Figure 3.

PHF6 exerts transcriptional regulation by interacting with histones rather than binding sequence-specific DNA sites. (A) Pie chart showing the distribution of 77,749 PHF6-binding sites across genomic regions in B-ALL cells. (TTS) Transcription termination site; (UTR) untranslated region. (B) De novo DNA sequence motifs identified in PHF6-bound regions at promoters of differentially expressed genes with their associated P-values. Shown are sequence logos of de novo position-weight matrices found by the MEME motif discovery tool (left) or those of known transcription factors whose motifs are found to be most similar to the de novo motif discovery results by Tomtom software (right). (C) Endogenous coimmunoprecipitation (co-IP) assay of TCF12, NF-κB, and PHF6 in the absence (top) or presence (bottom) of ethidium bromide (EtBr). Input is 7% of immunoprecipitation lysate. (D, left) Metagene tracks of PHF6 ChIP-seq signal averaged over all promoter–TSS tracks grouped by relative expression levels. (Red) High; (green) genomic; (purple) low. (Right) Metagene track of H3K27ac ChIP-seq signal averaged over all promoter–TSS regions.
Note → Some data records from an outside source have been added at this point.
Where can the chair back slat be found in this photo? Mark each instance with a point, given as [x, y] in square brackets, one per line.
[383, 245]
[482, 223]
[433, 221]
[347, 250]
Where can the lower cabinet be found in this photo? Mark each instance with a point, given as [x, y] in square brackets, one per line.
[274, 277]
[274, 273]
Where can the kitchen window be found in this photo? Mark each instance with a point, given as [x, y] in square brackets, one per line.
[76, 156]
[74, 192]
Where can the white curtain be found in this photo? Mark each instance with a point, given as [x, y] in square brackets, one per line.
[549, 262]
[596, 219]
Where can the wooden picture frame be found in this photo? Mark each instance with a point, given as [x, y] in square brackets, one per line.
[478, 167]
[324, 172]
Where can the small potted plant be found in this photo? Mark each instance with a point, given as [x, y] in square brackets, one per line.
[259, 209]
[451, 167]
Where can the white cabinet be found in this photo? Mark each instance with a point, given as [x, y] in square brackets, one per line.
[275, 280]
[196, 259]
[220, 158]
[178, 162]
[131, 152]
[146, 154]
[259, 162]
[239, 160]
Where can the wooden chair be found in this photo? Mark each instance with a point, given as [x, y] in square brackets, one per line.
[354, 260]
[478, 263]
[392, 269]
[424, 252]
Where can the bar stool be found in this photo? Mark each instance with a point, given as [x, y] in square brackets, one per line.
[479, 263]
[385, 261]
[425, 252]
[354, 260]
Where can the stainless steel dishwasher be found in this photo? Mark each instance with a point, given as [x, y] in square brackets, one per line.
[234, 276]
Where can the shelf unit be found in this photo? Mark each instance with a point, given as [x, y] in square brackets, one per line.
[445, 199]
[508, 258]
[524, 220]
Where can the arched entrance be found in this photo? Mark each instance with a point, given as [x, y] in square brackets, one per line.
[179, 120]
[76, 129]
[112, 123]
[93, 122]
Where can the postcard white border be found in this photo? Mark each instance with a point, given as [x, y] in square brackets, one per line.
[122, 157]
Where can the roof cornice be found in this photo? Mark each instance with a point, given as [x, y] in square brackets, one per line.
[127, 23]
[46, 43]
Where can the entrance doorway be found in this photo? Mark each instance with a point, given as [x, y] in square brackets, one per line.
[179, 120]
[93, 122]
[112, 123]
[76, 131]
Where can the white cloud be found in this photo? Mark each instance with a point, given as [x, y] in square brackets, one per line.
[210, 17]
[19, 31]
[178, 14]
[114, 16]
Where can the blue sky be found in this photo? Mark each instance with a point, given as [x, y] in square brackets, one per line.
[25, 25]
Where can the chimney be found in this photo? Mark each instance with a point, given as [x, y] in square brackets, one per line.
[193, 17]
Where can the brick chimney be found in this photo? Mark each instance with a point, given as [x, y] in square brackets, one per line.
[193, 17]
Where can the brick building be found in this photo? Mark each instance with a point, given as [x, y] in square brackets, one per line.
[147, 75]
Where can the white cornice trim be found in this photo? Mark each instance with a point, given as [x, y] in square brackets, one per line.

Shaded regions around average tracks denote estimates of 95% confidence interval (CI) of the metagene average signals based on resampling. (E) Metagene tracks of PHF6 ChIP-seq signal and correlation with histone marks: H3K27ac (blue), H3K4me3 (yellow; GSE66234), H3K27me3 (green). Pearson correlation of PHF6 and histone ChIP-seq signals across 10-kb regions spanning the TSS. Differentially expressed genes (solid line) and genome-wide genes (dotted line) are shown. (F) Endogenous co-IP assay of histone H3 and PHF6 in the absence (top) or presence (bottom) of EtBr. Input is 7% of immunoprecipitation lysate.